Accessed via the web, the dashboard is a dynamic page that allows the user to
configure, send commands and monitor the system.
When the user accesses the web address of the server, it sends the user a basic
web page. Subsequently, the sent page requests the sending of the file database.json
to set up the organization of the page in "rooms" and "devices". The Dashboard
also prompt the Server Module for the current state of the devices controlled by the
system so that it can be presented on the page.

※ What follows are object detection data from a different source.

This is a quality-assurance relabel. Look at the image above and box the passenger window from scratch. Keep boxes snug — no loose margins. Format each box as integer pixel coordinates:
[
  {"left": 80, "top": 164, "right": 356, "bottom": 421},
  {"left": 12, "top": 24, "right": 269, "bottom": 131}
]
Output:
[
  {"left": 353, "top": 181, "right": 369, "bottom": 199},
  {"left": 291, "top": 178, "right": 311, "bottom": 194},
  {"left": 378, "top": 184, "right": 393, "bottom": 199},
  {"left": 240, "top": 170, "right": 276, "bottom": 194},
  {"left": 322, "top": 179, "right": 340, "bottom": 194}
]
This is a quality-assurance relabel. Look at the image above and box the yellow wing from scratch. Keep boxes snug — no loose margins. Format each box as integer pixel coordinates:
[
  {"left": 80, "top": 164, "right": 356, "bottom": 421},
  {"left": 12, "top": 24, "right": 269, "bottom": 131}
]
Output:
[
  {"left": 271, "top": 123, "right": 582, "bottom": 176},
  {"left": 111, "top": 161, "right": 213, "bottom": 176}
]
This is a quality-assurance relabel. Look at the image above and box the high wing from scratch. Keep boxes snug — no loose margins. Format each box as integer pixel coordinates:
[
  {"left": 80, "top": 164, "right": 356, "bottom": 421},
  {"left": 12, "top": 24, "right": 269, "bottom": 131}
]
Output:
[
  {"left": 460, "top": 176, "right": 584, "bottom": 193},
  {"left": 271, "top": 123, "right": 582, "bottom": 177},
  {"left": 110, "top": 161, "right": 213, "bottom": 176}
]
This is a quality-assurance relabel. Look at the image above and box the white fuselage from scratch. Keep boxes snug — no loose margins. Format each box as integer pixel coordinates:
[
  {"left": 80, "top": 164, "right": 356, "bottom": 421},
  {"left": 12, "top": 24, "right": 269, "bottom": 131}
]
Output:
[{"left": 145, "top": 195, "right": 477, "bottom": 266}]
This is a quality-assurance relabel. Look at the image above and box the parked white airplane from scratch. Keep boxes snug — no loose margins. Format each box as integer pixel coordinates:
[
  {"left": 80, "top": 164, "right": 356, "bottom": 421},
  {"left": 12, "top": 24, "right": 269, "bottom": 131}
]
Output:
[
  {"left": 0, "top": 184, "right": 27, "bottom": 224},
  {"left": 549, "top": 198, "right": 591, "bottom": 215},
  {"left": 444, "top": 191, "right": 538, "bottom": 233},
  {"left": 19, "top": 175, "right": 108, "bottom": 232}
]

Figure 3.7 shows screenshots of the Dashboard interface.
32
3.3.6 Example Use Case
For the example use case, we suppose the user wants to command the Switch
Client Module to turn the device it controls on. This example focus only on the
inner workings of the Server Module. A detailed use case showing the work done
at the Switch Client Module for the same command to be executed is presented on
section 3.5. For this example, it is assumed the user wants to turn ON the Switch
Client Module of Client ID equal to 0x2.
1. First, the user tells the Server Module, through the web interface (Dashboard),
he wishes a specific switch client module, originally on OFF state, to turn ON
its controlled device.
2. The web page detects a press on the button representing device 0x2 and in-
forms the Server Module. As it is a Switch Module, no additional data is sent
to the server.
3. Node.js captures the message sent by the web page and treats the data. By the
target Client ID received, the server is able to check its type (Switch Module)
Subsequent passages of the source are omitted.